Malaysia

Najib: GDP target to stay

By Clara Chooi
August 18, 2011

PUTRAJAYA, Aug 18 — Datuk Seri Najib Razak remains hopeful over the country’s economic outlook for the year although Malaysia chalked its fifth consecutive decline in GDP growth last quarter, pointing out today that inflation has remained “manageable” and the budget deficit target “on track”.

The prime minister told a brief press conference here today that there were no plans to revise Putrajaya’s 5 to 6 per cent GDP (gross domestic product) forecast although growth had decelerated to its slowest pace of 4 per cent since the 2009 recession.

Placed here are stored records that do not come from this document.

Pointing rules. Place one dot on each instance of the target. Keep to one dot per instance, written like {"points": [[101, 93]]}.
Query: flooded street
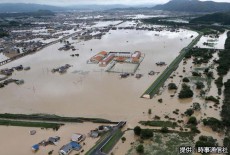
{"points": [[86, 90]]}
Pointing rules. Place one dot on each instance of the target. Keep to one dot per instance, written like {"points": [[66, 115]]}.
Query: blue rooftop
{"points": [[35, 147]]}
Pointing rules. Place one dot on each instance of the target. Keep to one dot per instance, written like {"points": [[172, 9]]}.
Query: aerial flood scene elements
{"points": [[115, 77]]}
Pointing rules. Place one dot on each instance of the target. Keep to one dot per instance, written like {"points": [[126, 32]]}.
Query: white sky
{"points": [[76, 2]]}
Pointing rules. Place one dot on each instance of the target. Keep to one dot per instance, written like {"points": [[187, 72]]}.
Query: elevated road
{"points": [[155, 86]]}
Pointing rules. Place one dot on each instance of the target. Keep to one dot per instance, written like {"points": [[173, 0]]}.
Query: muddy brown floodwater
{"points": [[86, 90]]}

But Najib (picture) echoed Bank Negara governor Tan Sri Zeti Akhtar Aziz’s views yesterday that while stronger growth is expected in the second half of the year, Malaysia’s GDP would likely be “closer to 5 per cent”.

“We have already said our estimate for this year is 5 to 6 per cent. But we estimate it will likely be closer to 5 per cent.

“The world economy is very volatile and uncertain so it is hard to fix a number for an estimate. We decide according to a range and the range is 5 to 6 per cent so we will retain this,” he told reporters after chairing a National Finance Council meeting at the Finance Ministry.

The prime minister said the government was still on track with its target to reduce the fiscal deficit to 5.4 per cent of the GDP this year.

“Deficit, so far so good. In a sense that our commitment to reduce deficit from 5.6 per cent to 5.4 per cent is on track,” he said.

The Najib administration aims to trim the government’s fiscal deficit, which hit a 20-year high of seven per cent in 2009, from 5.6 per cent last year to 5.4 per cent.

“Inflation too is still manageable. Latest figures showed a drop.

“Steps taken, such as controlling and reducing the price of chicken, have affected the inflation rate. We hope to record a low inflation rate while at the same time see a robust economy,” he said.

Bank Negara announced yesterday that Malaysia’s economic growth had decelerated to its slowest pace of four per cent since the 2009 recession as the country was hit by a slowdown in external demand and a moderation in government spending.

Zeti had said that the nation’s economic fundamentals were still strong with a 5.2 per cent growth in domestic consumption, low unemployment and low levels of impaired loans at only two per cent.

With concerns mounting over a global economic slowdown, the central bank will now have to balance the need to fight inflation while supporting economic activity in setting interest rates.

Zeti said inflation hit 3.4 per cent in July and 3.3 per cent for the first half of the year.

The Malaysian economy grew 7.2 per cent in 2010 as it rebounded from the global economic slowdown in 2009. The global economy this year, however, has been shaken by the spread of the euro zone debt problem to Italy and Spain and by fears that the recovery of the US economy may be faltering.

Reflecting the fears of slower economic growth, Bank Negara has so far raised borrowing costs only once this year to three per cent compared with three increases in 2010 despite inflation hitting its highest level in two years in June.